Walmart introduces virtual fitting room feature so customers can try on clothes from home — but it requires stripping down to your underwear or tight-fitting clothing to use
- "Be Your Own Model" is Walmart's next phase of personalizing the online clothes shopping experience.
- The retail giant acquired virtual try-on platform Zeekit in 2021.
Walmart is offering consumers a more intimate online shopping experience via a virtual try-on tool that allows users to see how clothes look on their own bodies.
The new feature — which launched on Thursday to iOS users on the Walmart app — comes after the retail giant acquired virtual fitting room startup Zeekit in 2021. In March, Walmart debuted its "Choose My Model" technology, which allows customers to choose between 50 models of varying sizes to see how clothes fit on a body similar to theirs.
Now in its next phase, "Be Your Own Model," users can try on more than 270,000 items on their own bodies — but they'll be required to strip down to underwear or tight-fitting clothing first in order for the feature to work accurately.
"This experience allows customers to use their own photo to better visualize how clothing will look on them, and creates a gamification of shopping that we believe will be very compelling to the customer," Denise Incandela, Walmart's executive vice president of apparel and private brands, said in a statement.
More modest users still have options.

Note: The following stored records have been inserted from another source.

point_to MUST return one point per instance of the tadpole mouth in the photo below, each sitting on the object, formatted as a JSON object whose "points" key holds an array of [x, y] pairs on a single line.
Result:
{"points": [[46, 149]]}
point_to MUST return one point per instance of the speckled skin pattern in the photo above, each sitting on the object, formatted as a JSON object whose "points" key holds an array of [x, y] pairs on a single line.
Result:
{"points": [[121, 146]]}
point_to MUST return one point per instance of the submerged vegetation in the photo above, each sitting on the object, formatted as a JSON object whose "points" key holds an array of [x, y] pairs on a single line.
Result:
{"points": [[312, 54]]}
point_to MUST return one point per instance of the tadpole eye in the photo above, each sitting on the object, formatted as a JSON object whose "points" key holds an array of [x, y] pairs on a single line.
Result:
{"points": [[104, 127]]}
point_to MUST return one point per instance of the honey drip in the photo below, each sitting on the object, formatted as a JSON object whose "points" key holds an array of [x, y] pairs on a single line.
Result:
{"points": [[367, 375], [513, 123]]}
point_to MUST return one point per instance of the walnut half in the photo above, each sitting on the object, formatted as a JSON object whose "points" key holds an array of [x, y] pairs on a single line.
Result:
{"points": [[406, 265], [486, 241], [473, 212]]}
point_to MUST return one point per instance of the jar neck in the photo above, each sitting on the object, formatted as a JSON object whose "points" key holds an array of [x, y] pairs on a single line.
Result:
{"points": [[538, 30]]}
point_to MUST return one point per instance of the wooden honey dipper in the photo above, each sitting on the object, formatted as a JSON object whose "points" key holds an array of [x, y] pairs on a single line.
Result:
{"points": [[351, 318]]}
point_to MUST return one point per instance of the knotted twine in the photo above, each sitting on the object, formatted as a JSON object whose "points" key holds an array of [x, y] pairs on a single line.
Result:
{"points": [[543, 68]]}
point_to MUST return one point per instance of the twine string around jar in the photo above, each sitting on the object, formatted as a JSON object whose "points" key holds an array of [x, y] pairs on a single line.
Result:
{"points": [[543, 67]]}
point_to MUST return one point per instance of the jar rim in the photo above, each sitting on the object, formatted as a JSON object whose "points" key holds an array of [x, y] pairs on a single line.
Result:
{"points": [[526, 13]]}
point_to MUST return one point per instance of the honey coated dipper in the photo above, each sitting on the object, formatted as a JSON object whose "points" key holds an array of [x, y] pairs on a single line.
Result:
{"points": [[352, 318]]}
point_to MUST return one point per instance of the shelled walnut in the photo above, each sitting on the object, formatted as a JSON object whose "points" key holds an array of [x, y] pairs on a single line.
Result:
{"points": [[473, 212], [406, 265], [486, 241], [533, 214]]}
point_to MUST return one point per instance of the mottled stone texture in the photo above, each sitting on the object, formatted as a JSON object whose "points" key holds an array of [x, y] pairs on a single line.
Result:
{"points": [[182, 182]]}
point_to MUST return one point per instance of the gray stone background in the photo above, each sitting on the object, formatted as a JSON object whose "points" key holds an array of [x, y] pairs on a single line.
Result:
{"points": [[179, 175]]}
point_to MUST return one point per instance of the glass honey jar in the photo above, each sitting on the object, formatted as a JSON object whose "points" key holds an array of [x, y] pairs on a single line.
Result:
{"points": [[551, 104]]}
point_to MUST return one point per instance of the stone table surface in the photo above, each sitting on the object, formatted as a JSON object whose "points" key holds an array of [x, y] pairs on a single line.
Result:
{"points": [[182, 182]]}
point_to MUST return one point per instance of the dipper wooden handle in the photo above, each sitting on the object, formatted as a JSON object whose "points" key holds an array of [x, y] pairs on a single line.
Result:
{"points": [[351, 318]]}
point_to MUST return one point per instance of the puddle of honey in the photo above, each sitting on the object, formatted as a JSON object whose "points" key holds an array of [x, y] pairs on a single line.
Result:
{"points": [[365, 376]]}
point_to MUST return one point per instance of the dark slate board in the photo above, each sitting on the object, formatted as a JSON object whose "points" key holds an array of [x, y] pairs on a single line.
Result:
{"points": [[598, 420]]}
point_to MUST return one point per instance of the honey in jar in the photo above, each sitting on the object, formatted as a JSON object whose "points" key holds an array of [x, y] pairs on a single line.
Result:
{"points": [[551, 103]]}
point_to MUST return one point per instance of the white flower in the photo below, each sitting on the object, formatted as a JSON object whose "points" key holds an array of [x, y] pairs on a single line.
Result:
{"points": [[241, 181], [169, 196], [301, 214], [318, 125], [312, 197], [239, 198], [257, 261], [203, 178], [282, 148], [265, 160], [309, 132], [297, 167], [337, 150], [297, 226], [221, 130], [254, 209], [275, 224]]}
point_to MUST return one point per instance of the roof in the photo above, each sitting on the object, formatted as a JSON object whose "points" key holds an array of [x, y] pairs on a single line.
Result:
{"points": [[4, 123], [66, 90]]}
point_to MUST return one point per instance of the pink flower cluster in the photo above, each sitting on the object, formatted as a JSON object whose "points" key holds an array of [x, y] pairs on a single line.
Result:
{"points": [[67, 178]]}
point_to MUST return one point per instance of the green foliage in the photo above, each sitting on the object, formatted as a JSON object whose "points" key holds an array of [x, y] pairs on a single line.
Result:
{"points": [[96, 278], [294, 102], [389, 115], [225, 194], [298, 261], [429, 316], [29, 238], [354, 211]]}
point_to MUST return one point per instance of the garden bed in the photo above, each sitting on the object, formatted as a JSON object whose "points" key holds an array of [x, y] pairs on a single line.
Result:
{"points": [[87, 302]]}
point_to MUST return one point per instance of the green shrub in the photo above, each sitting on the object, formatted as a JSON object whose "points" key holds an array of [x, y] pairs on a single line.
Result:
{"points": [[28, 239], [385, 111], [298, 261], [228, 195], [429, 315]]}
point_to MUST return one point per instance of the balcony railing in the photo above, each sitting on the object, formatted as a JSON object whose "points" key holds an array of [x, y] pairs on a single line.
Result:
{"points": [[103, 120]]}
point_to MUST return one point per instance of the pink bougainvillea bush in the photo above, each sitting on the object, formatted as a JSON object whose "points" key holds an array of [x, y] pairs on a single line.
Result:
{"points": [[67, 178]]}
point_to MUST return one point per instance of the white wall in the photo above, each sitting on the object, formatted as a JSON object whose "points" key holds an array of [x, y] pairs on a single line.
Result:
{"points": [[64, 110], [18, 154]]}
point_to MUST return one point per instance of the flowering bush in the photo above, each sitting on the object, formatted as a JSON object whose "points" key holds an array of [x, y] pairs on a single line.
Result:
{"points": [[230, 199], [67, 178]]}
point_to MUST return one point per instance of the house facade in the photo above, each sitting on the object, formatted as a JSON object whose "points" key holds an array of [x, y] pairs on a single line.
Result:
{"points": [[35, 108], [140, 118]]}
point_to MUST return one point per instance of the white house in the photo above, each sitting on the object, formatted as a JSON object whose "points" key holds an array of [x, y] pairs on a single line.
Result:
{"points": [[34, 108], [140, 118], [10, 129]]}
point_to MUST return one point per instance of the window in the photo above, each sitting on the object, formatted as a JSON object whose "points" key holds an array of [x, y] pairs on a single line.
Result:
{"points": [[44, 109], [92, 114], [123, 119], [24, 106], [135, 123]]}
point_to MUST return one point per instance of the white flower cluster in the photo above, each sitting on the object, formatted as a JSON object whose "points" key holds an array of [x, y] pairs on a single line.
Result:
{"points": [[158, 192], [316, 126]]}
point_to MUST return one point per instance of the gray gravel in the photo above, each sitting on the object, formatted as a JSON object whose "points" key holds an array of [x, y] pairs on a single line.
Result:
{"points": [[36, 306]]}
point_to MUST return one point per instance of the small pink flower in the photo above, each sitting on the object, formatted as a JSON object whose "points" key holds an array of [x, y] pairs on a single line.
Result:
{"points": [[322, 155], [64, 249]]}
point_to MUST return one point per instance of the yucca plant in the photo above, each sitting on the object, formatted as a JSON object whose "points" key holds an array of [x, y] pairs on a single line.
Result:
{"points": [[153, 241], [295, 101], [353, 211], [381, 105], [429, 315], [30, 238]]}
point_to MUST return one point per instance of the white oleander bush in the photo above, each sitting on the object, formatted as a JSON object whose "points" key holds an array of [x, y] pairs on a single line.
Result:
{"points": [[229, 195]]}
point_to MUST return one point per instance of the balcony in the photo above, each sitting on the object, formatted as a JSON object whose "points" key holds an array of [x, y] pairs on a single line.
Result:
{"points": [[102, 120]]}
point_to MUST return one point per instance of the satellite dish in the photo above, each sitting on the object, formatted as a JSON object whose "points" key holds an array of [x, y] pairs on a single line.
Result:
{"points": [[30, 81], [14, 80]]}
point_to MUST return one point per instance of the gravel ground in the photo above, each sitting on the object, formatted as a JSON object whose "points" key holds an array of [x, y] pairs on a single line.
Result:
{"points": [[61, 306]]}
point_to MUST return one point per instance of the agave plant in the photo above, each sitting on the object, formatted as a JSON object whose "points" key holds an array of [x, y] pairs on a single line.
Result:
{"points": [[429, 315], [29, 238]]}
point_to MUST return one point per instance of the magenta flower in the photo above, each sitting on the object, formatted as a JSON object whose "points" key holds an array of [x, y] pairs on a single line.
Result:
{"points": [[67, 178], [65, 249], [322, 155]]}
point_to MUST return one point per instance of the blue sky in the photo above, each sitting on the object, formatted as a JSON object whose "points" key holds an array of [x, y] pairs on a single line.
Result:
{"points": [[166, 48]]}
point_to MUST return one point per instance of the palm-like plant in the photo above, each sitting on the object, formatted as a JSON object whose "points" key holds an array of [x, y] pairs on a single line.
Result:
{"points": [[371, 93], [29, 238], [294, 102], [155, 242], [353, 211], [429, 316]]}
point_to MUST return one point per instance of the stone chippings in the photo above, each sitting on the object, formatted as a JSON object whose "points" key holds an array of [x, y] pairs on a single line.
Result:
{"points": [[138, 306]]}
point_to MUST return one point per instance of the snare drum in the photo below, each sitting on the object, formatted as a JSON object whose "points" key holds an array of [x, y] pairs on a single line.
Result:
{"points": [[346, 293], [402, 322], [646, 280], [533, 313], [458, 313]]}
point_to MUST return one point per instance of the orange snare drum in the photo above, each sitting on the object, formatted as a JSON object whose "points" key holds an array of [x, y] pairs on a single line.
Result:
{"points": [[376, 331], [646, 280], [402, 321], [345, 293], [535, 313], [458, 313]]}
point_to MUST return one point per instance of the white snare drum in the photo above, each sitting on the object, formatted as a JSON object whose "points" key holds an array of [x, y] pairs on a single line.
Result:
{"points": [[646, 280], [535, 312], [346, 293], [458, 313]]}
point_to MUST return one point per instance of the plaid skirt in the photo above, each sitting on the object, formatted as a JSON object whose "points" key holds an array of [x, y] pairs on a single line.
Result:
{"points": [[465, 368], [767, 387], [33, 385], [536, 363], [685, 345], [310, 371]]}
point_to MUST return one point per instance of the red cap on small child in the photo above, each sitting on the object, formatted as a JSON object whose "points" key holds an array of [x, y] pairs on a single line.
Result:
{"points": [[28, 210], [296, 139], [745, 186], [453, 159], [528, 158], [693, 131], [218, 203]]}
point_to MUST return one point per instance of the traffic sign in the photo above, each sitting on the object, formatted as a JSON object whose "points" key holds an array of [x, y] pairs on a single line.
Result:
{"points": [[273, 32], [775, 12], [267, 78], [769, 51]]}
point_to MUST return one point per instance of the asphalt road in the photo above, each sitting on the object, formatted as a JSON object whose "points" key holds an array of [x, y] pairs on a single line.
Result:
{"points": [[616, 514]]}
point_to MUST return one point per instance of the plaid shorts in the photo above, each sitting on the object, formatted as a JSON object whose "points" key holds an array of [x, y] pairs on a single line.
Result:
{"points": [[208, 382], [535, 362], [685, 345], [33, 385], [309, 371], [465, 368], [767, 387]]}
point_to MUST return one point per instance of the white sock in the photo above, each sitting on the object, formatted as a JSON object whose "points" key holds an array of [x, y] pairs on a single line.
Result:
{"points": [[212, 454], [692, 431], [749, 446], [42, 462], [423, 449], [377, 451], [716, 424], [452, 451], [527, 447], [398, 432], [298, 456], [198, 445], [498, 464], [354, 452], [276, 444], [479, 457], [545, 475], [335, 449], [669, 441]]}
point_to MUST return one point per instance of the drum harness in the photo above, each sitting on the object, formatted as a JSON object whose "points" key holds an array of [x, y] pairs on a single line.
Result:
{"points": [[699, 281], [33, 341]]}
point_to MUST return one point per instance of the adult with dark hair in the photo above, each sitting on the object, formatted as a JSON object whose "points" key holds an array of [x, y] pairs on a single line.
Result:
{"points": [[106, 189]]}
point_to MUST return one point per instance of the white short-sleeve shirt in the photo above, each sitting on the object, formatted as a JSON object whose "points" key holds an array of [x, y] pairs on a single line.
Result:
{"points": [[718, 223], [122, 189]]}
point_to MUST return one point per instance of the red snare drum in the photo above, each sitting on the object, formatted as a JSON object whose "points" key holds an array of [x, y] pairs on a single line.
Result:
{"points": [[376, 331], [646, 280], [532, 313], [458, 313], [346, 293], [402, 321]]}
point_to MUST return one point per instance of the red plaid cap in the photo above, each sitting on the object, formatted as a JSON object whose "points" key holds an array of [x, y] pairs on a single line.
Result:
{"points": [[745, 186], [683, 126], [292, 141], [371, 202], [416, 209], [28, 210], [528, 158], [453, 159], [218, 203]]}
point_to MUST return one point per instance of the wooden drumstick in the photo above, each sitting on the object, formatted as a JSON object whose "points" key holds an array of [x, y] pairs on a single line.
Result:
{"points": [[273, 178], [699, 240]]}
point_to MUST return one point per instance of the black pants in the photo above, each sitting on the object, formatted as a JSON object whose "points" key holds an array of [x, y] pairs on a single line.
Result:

In the Walmart app, users can decide whether they'd like to see clothes on a model of their choice or become a model themselves, according to an explainer video from the company.
Unlike prior technology that would lay a photo on top of another for virtual try-ons, Walmart says "Be Your Own Model" uses algorithms and machine learning to simulate a more realistic fit.
"Walmart is the first to offer a virtual try-on experience for apparel brands at scale, and it's the most realistic application I have seen," Incandela said.
Walmart is the latest retailer to jump on the virtual try-on trend. In August, Amazon launched an augmented reality service that allows customers to try on shoes virtually, and other retailers like Macy's and Adidas have also previously worked with Zeekit to experiment with virtual reality.